Espagne. Amnesty International condamne la campagne de menaces et d’homicides délibérés menée par l’ETA contre des représentants de partis politiques


Déclaration publique

EUR 41/007/2008

Londres – Au vu de la récente déclaration du groupe armé basque Euskadi Ta Askatasuna (ETA) revendiquant la responsabilité de l’assassinat, le 7 mars 2008, de l’ancien conseiller Isaías Carrasco, Amnesty International réitère sa condamnation de cet homicide et de la campagne de l’ETA contre les représentants des partis politiques et la presse.

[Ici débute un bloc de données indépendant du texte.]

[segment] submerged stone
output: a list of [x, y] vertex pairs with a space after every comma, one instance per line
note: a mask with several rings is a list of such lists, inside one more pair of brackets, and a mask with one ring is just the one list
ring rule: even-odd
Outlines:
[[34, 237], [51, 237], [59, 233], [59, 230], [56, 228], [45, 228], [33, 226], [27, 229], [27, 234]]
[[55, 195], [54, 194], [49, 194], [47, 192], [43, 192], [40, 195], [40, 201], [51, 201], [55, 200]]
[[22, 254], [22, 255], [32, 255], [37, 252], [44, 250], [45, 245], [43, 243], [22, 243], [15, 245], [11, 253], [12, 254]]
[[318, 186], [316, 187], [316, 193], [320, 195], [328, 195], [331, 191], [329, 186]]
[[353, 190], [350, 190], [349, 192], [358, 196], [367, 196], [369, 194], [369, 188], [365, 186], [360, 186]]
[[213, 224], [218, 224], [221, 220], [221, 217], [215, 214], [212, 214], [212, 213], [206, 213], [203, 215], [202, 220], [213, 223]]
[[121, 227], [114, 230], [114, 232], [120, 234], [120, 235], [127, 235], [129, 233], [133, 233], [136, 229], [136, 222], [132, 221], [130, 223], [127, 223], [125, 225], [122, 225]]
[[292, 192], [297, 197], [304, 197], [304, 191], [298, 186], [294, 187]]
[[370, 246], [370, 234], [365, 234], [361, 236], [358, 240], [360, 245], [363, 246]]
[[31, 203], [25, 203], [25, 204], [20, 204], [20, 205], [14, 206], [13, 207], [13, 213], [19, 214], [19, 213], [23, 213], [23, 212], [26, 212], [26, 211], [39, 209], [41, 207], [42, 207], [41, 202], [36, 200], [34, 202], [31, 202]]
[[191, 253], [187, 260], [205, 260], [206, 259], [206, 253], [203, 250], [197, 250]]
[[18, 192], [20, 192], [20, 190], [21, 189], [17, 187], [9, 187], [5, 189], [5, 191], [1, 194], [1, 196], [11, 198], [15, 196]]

Le 2 avril 2008, le journal basque Gara a publié un communiqué de l’ETA, dans lequel l’organisation indépendantiste basque affirme avoir abattu Isaías Carrasco, ancien conseiller municipal socialiste et revendique quatre autres attentats à l’explosif commis ces derniers mois. Dans la même déclaration, l’ETA menace de s’en prendre à des membres du parti socialiste espagnol (PSOE) : « Les membres du PSOE croient-ils que l’ETA va rester les bras croisés pendant que l’on torture, que l’on arrête, que l’on emprisonne à vie et que l’on interdit des partis en toute impunité ? ». L’organisation menace également de s’en prendre au Parti nationaliste basque (EAJ-PNV) et à la chaîne publique de télévision et de radio du Pays basque Euskal Irrati Telebista (EiTB).

Compte tenu de la longue tradition d’atteintes aux droits humains qui accompagne l’ETA, cette menace d’attaques contre des civils est à prendre au sérieux.

Amnesty International a toujours condamné les violences commises par l’ETA et a systématiquement rejeté tout argument ou objectif invoqué pour justifier de graves atteintes aux droits humains.

C’est pourquoi, Amnesty International demande une fois encore à l’ETA de mettre un terme définitif et immédiat à sa campagne d’assassinats, de menaces et d’autres atteintes graves aux droits humains.

Complément d’information

L’ETA est responsable de la mort de plus de 800 personnes, parmi lesquelles des policiers et des soldats, depuis le lancement de sa campagne pour l’indépendance il y a près de quarante ans. En mai 2005, le Parlement espagnol a approuvé l’ouverture d’un dialogue entre le gouvernement et ceux « qui abandonnent la violence ». Il y a eu ensuite, en mars 2006, l’annonce d’un « cessez-le-feu permanent » par l’ETA qui déclarait alors que l’objectif de cette décision était « de conduire un processus démocratique au Pays basque... dans lequel nos droits en tant que peuple soient reconnus. »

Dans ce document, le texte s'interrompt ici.